The administration released 10 states from requirements of the no-child law, responding to complaints from teachers and school administrators that it was outdated and punitive.
Rep. John Kline, R-Minn., who heads the committee, said President Obama and Education Secretary Arne Duncan opted to grant waivers to the states instead of working with Congress to change the law, the signature education measure for former President George W. Bush, The Washington Post reported.
"Rather than work with us to get it changed, [Duncan] and the president decided to issue waivers in exchange for states adopting policies that he wants them to have," Kline said Thursday at the American Enterprise Institute. "This notion that Congress is sort of an impediment to be bypassed I find very, very troubling in many, many ways."
Despite Kline's misgivings, several Republican governors hailed Thursday's announcement.
"This is not about Democrats or Republicans," said Gov.

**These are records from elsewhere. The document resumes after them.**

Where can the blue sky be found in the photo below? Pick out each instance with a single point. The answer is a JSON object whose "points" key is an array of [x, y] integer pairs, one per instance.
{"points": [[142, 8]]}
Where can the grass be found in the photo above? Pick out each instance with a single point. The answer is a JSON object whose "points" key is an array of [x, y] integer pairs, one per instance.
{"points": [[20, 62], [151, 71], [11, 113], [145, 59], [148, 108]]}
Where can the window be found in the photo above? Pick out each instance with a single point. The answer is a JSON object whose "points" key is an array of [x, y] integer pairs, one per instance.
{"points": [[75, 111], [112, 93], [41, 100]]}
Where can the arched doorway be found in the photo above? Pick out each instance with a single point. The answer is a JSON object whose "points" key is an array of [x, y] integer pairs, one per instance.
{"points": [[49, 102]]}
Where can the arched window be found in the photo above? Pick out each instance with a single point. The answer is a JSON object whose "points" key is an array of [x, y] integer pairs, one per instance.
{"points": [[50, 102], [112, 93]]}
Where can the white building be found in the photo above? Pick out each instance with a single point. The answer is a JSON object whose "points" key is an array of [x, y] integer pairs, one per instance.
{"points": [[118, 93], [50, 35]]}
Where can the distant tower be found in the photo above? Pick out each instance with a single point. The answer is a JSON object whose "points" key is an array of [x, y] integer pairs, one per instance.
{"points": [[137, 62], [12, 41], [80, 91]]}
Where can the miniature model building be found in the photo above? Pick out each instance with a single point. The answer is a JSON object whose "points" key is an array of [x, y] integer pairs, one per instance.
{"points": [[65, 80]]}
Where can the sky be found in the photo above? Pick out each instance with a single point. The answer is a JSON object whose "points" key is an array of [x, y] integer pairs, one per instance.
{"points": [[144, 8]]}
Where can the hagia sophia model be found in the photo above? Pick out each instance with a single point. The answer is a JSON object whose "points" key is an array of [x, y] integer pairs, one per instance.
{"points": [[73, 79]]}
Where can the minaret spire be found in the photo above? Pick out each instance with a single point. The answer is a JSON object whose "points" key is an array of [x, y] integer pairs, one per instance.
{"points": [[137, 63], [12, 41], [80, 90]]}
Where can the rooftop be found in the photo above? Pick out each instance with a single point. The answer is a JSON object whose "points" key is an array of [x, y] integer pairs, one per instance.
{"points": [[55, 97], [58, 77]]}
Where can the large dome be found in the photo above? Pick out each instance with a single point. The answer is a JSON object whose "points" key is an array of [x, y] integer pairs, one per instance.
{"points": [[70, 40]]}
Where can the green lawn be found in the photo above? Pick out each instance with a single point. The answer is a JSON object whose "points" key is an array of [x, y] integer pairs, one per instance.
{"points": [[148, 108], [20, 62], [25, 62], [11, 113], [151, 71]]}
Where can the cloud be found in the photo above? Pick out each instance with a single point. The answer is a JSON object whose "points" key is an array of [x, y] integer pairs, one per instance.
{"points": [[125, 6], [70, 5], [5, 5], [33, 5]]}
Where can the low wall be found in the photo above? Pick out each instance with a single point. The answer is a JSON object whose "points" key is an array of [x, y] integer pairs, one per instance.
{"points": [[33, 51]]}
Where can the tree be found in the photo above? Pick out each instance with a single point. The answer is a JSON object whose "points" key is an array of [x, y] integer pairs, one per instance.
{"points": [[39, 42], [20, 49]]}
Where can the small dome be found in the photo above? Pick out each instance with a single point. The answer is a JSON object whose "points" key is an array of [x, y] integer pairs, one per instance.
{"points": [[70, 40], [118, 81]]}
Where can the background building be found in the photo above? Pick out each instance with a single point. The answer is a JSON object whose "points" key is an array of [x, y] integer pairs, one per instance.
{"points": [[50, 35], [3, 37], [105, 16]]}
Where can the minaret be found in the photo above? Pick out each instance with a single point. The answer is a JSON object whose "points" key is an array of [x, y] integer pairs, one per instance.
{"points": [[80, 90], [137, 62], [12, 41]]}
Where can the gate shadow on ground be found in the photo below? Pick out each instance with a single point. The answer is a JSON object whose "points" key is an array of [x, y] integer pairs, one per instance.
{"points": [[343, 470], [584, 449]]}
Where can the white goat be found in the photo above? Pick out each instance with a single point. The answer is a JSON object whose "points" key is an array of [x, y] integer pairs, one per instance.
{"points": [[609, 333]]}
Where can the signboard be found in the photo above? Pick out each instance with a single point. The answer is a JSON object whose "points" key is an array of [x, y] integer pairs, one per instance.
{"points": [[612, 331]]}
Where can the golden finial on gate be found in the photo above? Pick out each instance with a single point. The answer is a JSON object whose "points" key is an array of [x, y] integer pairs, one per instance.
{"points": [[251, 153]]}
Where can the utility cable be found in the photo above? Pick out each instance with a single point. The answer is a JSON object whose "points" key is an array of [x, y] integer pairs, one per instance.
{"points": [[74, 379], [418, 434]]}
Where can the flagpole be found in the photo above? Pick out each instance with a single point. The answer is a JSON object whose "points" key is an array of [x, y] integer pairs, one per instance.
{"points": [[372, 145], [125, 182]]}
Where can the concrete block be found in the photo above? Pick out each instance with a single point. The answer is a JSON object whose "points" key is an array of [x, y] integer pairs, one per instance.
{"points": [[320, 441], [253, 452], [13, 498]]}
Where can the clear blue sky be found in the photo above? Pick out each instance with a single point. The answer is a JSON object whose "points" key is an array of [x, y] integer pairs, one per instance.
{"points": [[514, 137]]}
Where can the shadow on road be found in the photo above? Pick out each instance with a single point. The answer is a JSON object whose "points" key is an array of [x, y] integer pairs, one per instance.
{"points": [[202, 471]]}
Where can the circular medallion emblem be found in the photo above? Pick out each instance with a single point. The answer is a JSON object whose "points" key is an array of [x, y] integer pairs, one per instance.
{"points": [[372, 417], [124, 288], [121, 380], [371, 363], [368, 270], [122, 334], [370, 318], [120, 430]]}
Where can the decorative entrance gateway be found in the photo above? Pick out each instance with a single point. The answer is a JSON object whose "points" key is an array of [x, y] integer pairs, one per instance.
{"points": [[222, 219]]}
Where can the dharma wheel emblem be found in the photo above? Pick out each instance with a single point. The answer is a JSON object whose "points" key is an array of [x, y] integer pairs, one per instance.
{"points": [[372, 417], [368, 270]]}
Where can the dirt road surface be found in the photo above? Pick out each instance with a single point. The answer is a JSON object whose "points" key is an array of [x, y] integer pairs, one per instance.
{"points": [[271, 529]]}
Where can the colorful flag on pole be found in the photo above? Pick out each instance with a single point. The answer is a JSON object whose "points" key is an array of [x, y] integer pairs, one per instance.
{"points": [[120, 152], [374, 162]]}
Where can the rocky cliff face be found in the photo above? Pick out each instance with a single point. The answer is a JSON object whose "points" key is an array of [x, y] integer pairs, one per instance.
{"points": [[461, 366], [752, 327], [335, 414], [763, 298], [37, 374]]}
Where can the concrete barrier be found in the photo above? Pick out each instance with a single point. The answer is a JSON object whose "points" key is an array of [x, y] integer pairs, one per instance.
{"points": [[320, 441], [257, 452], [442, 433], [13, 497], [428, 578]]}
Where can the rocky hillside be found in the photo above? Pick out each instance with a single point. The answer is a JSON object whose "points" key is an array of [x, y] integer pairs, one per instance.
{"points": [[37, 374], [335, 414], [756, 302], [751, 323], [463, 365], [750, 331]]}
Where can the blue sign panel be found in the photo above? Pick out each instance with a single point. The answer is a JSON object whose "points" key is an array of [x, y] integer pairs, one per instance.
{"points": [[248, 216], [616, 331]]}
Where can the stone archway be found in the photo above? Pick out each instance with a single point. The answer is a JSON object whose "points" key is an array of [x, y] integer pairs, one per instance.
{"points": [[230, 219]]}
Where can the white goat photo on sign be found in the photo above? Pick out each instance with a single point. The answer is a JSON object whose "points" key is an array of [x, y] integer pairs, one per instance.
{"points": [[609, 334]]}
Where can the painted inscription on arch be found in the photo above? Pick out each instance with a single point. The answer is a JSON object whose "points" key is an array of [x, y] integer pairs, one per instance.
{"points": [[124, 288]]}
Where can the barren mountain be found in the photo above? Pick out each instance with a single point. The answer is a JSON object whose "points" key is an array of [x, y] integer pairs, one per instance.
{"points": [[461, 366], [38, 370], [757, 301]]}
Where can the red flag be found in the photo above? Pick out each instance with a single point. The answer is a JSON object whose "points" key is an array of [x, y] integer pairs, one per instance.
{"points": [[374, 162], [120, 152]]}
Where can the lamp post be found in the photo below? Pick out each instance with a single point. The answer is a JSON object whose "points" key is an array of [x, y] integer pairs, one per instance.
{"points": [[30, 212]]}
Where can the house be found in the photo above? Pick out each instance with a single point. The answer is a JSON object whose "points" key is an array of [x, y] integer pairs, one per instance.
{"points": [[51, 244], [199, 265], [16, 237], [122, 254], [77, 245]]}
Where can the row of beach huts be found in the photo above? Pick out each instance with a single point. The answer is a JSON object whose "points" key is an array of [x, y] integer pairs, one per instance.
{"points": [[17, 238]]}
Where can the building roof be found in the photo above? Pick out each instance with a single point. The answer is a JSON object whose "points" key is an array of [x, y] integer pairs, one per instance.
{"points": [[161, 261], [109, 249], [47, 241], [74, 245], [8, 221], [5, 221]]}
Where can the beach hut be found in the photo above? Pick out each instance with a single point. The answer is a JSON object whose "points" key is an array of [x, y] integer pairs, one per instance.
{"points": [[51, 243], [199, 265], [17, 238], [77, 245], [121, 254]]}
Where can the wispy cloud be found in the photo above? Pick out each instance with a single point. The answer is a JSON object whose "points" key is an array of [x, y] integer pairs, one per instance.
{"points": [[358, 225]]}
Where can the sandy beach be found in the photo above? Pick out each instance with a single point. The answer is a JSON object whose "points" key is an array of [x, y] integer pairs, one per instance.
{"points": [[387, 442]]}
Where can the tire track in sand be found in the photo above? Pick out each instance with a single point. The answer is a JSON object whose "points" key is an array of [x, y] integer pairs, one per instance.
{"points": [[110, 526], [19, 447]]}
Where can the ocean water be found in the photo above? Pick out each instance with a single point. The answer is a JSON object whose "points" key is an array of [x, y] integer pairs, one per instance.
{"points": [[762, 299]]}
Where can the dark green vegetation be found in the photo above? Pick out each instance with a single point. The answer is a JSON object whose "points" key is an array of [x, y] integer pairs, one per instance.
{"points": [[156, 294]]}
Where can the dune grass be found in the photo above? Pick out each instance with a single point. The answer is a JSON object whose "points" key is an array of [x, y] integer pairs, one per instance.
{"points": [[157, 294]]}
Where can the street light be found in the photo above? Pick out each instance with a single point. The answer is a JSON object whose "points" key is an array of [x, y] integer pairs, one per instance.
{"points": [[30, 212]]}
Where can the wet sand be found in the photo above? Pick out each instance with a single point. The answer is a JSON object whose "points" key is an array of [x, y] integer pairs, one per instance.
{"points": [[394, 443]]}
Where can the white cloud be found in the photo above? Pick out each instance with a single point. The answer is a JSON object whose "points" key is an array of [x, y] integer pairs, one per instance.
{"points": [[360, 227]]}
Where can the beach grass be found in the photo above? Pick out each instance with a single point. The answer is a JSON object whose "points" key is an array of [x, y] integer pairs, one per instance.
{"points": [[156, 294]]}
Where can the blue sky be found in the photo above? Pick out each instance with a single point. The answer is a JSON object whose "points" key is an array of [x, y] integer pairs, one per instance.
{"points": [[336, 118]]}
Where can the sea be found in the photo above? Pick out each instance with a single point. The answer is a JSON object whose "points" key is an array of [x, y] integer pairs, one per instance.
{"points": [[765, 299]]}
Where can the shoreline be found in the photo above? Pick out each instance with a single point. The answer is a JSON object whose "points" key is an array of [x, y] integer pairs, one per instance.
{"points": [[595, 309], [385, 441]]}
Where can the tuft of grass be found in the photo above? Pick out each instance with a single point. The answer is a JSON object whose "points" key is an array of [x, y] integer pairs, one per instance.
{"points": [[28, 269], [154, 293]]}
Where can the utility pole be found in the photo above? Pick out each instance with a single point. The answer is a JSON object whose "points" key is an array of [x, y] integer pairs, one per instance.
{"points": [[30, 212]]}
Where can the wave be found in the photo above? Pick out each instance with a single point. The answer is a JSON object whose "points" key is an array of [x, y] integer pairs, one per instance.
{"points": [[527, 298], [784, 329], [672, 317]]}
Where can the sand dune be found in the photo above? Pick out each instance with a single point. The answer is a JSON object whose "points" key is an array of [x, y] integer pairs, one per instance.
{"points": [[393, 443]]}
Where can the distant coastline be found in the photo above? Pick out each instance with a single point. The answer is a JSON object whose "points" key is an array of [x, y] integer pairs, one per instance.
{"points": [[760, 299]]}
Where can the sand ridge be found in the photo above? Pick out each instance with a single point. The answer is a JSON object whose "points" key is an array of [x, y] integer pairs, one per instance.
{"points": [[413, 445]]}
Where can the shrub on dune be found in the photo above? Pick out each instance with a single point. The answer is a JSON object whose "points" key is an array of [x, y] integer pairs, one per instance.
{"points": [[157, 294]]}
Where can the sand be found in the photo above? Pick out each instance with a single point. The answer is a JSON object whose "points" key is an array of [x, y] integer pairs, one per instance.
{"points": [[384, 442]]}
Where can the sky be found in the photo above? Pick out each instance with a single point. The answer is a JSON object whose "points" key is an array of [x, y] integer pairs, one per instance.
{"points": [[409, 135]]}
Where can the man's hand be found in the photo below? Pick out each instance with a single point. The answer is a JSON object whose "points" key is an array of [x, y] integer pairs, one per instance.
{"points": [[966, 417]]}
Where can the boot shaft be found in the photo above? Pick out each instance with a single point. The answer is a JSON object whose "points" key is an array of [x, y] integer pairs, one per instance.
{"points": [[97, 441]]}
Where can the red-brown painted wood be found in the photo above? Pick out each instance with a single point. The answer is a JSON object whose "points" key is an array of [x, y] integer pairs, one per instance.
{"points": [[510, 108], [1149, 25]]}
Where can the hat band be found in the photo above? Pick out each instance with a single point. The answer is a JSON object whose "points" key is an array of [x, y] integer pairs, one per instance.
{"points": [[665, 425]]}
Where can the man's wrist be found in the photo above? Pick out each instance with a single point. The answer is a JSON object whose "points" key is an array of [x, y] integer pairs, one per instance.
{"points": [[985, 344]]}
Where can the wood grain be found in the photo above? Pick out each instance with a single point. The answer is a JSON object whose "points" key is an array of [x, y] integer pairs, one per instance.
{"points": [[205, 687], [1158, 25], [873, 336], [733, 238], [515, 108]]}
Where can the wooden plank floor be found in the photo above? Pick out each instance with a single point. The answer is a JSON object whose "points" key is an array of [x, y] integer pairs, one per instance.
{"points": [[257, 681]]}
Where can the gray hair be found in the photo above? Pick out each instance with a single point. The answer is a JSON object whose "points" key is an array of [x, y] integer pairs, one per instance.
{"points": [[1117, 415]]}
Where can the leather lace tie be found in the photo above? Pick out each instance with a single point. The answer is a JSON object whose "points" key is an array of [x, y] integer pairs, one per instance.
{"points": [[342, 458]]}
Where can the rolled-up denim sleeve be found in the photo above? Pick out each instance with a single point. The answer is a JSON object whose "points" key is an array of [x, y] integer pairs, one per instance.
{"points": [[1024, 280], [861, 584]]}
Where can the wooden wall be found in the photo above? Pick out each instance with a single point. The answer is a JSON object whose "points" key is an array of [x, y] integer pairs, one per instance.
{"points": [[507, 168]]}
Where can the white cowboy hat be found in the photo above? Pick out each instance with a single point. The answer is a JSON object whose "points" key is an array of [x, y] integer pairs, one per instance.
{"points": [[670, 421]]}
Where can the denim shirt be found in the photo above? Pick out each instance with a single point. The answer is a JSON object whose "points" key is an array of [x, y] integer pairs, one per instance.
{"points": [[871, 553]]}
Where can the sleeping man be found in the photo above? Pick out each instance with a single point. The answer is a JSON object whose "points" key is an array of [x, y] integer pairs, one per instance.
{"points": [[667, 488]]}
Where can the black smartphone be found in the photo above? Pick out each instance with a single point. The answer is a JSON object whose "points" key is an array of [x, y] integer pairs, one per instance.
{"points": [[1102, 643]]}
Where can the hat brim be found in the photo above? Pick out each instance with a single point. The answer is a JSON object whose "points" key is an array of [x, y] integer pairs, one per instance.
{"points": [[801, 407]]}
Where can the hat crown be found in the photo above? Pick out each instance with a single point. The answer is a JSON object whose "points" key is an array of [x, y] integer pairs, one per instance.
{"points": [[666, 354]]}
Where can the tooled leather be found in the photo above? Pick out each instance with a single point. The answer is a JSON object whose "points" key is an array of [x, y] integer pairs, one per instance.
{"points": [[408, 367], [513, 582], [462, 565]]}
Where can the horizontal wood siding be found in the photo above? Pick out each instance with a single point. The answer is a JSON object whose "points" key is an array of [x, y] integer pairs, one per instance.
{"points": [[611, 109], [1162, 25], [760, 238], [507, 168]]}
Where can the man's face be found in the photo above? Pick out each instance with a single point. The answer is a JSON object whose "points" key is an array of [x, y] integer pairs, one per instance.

Chris Christie of New Jersey, which received a waiver. "It's about pursuing an agenda in the best interest of our children whose educational needs are not being met and those who are getting a decent education but deserve a great one."
Also receiving waivers were Colorado, Florida, Georgia, Indiana, Kentucky, Massachusetts, Minnesota, Oklahoma and Tennessee. The administration said it would work with New Mexico, the 11th state that sought, but didn't receive, a waiver in the first round. Another 28 states, the District of Columbia and Puerto Rico indicated they intend to apply for a second round of waivers.
No Child Left Behind requires all students to be grade-level proficient in reading and math by 2014 or face punitive consequences.
The states receiving the waivers get a break on the mandate in exchange for providing detailed plans for preparing their students for college and careers, setting new targets for improving student achievement, rewarding high-performing schools and getting help to the under-performers, officials say.
Obama announced the waiver plan -- which doesn't require congressional action -- in September as part of his "we can't wait" series of executive orders. Efforts to revamp the education law had stalled in Congress despite bipartisan agreement that the law needed to be revised.
"I said [in September] the goals of No Child Left Behind were the right ones. Standards and accountability -- those are the right goals. Closing the achievement gap, that's a good goal. That's the right goal. We've got to stay focused on those goals," Obama said Thursday.
"But we've got to do it in a way that doesn't force teachers to teach to the test, or encourage schools to lower their standards to avoid being labeled as failures. That doesn't help anybody. It certainly doesn't help our children in the classroom."